No matter what type of hay a producer buys or feeds, it should be tested.

Why is hay testing important?

Forages furnish essential energy, proteins, vitamins, minerals and fibers in livestock diets. 

Factors such as variety, maturity, growing conditions, handling practices and so on affect forage quality prior to the time it is fed, according to Oklahoma State University Extension. Without proper testing, producers can overestimate or underestimate the feed value of forages. The lower the quality, the more supplementation will be needed, resulting in added costs. 

Feed costs, according to the MU Extension account for 60 percent of a beef cow enterprise, so knowing the quantity and quality of hay fed to livestock directly affects the bottom line.

What’s in a test?

A typical hay test will analyze for moisture, protein, fiber and various minerals. 

Moisture is the amount of water in the sample. Most hay samples run in the 10 to 15 percent moisture range, according to MU Extension.

The hay test report includes a column called “As-is” or “As-fed” and another column called “Dry Matter.” 

Dividing the as-fed number by the percentage of dry matter in the sample converts the results to a dry matter basis. Using the dry matter basis results allows for accurate comparison between wetter vs. drier feeds because the water content of the hay or silage is excluded from the reported dry matter nutrient results.
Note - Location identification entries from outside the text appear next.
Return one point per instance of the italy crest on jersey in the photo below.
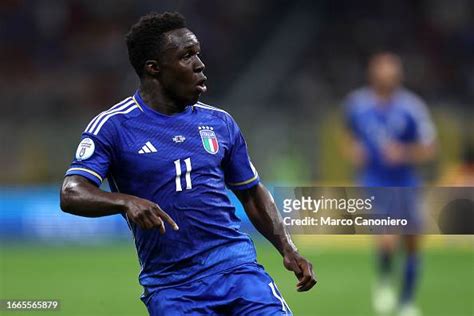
(209, 139)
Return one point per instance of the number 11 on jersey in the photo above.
(187, 177)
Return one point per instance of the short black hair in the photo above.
(144, 40)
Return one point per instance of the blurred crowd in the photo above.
(63, 61)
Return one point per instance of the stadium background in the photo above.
(281, 68)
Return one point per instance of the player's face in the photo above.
(181, 69)
(385, 72)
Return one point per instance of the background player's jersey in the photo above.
(183, 163)
(404, 119)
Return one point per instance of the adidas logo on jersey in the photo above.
(147, 148)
Crude protein, the item most producers seem more concerned about, is estimated by measuring the amount of nitrogen in the sample and multiplying it by 6.25. This factor is used because most forage stem and leaf tissue proteins contain 16-percent nitrogen. Higher crude protein is usually better, but must be considered in the context of plant maturity, species, fertilizer rate and nitrate concentrations.

Another major aspect of a hay test is the fiber analysis. 

Information from MU Extension states that forage samples are boiled in either a neutral detergent or acid detergent solution. After boiling, some of the sample disappears (the digestible portions) and some remains (the indigestible portions). 

The residues are reported as Acid Detergent Fiber (ADF) and Neutral Detergent Fiber (NDF). NDF provides an estimate of forage intake while ADF is used to calculate estimated energy levels in the forage. These energy estimates are listed as Total Digestible Nutrients (TDN), Net Energy maintenance and Net Energy gain. Since both NDF and ADF results are residues, lower numbers indicate greater intake potential and higher energy levels. The lower the ADF and NDF, the better.

Finally, there’s the mineral analysis. Calcium and phosphorus are typically included in a hay test package from the labs. Some labs also include potassium and magnesium in their hay test packages. 

For additional fees, other minerals can be measured. Labs vary in cost and the analysis provided.